今回(№76)のテクストは、ケネス・J・アロー著「社会的選択と個人的評価」(長名寛明訳)。
 大澤氏によると 「民主主義に反対する人はほとんどいない」が、「1951年に初版が出た本書は驚くべき内容を持つ、(経済学者である)アローは、民主主義なるものは不可能だ、ということを数学的に証明してみせた(ように見える)のだ。
 ここから先がややこしい話になる。「ひとつの社会的決定を導き出さなくてはならない」とき、「(意見の)集約の仕方が民主的であるためには、少なくとも三つの条件を満たさなくてはならない」そうである。3条件は以下の通り。
 第1は、「全員が一致して、AがBより好ましいと判断しているときには社会的決定でも、その通りになるべきだ」
 第2は、「AとBのどちらかが良いかという決定に、これらとは別の選択肢Cに対する人々の好みが影響を与えてはならない」
 第3は、「独裁者が存在してはならない」
 そのうえでアローは、「3条件を全て満たす、(人々の好みの)集約の仕方は存在しない、ということを証明した。前の二つの条件を前提にすると、必然的に独裁者が出てくる」というのだ。このへんの論理は難解だが、「本書を通過していない、民主主義をめぐるどんな主張も虚しい」と、大澤氏は記す。私には、いま一つわかりにくいけれど、大澤氏がコロナ騒動のさなかに、この本を持ち出した気持ちを察する。いまや日本を除く世界各国では反民主主義とも見える動きが広がっているからだ。

 イタリア、フランスなど欧州大陸諸国やイギリスなど民主主義の本家で通行証の所持を義務付け、罰則つきの外出禁止令を発信するなど私権を制限する都市封鎖が行なわれている。その際、住民や市民の了解を得るための民主主義的な手続きを踏んでいるという報道は伝わってこない。ノーベル賞を受けたアロー先生の数学的証明が合っているのかどうかは、ともかく、有事には「民主主義なるものは不可能だ」という
ことを新型コロナウイルスは事実を持って語らしめている?
 いっぽう、我が国では、安倍総理も小池都知事も、我が国も東京都もコロナ感染によって医療崩壊の「瀬戸際」に立ち、「事実上の非常事態宣言と同じ」状況を認めているにもかかわらず、私権を制限するような措置はしない、できないと頑張っている。すべての措置は「命令」ではなく「要請」というお願いである。法治国家であることがその理由だ。
遅れてきた民主主義の国のリーダーは、いまや民主主義の鑑になった。ただし、その評価は結果で判断される。もし、民主主義を護持によってウイルス感染が終息するか、感染爆発がおきるか、いま現在は誰もわからない。
 
 民主主義は人類史的な意味で鼎の軽重を問われている。人権不在国家の中国ではどうか。真偽のほどはともかく、中国では習近平氏が強権を発し、武漢市を都市封鎖したお蔭で、新型コロナウイルス感染症のオーバーシュートは終息に転じたとされる。独裁は多数の命を救うことによって民主主義の理想を超えたののだろうか。
 いっぽう、世界的なベストセラー「サピエンス全史」を書いた歴史学者、ユヴァル・ノア・ハラリ氏は、3月31日、日本経済新聞に「コロナ後の世界へ 警告」を投稿した。
 「人類はいま、世界的な危機に直面している(略)。私たちや各国政府が今後数週間でどんな決断を下すかが、これから数年間の世界を形作ることになる。その判断が、医療体制だけでなく、政治や経済、文化を変えていくことになるということだ」と。
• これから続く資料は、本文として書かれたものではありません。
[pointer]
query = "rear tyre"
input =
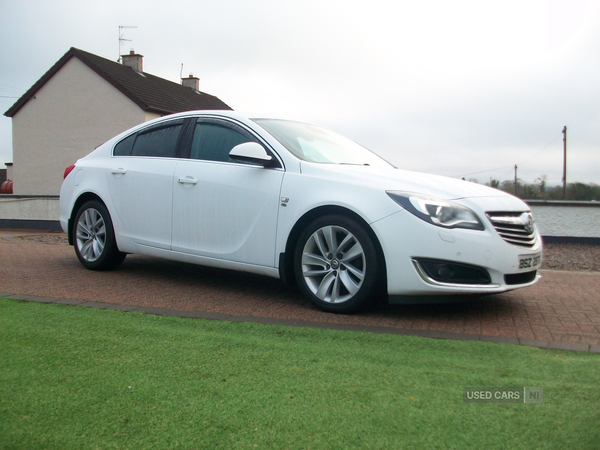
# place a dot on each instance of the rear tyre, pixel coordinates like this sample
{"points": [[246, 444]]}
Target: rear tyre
{"points": [[336, 265], [94, 238]]}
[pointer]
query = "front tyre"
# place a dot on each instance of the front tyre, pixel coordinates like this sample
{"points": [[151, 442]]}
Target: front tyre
{"points": [[336, 265], [94, 238]]}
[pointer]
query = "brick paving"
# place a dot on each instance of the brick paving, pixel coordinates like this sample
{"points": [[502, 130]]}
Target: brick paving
{"points": [[561, 311]]}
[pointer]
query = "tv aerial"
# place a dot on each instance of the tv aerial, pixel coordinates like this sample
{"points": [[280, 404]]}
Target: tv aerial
{"points": [[122, 39]]}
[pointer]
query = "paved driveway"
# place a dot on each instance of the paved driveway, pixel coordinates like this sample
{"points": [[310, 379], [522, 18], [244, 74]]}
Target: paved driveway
{"points": [[560, 311]]}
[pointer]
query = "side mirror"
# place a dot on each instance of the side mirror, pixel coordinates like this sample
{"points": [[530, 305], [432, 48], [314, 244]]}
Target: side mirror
{"points": [[251, 152]]}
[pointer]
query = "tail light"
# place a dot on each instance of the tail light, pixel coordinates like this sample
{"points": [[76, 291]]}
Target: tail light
{"points": [[68, 170]]}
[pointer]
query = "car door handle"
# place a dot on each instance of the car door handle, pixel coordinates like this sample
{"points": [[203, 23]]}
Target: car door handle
{"points": [[187, 180]]}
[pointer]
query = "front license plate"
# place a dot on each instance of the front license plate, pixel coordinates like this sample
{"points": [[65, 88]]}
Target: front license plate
{"points": [[530, 262]]}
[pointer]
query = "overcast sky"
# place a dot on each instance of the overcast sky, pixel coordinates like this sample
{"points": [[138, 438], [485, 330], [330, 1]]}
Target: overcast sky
{"points": [[458, 88]]}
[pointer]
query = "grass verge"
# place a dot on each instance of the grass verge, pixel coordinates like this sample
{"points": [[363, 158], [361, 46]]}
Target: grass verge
{"points": [[75, 377]]}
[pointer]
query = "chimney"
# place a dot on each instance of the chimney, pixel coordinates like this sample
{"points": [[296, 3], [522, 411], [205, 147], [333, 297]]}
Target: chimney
{"points": [[191, 82], [133, 60]]}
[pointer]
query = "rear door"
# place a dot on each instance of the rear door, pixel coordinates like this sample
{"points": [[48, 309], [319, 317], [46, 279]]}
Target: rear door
{"points": [[141, 182]]}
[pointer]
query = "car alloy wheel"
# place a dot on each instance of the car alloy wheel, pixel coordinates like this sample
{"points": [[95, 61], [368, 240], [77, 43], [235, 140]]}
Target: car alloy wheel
{"points": [[94, 239], [90, 235], [336, 264]]}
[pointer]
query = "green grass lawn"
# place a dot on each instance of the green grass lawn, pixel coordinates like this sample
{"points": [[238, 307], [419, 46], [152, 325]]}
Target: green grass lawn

 そこで、「全体主義的監視か、市民の権利か」、いずれを選ぶかという問題に直面する。
全体主義的監視社会を拒むなら、「市民がもっと自分で判断を下し、より力を発揮できるようにする」ため、「科学や行政、メディアに対する信頼を再構築すること」。それは「今からでも遅くない」。ハラリ氏はそう説いている。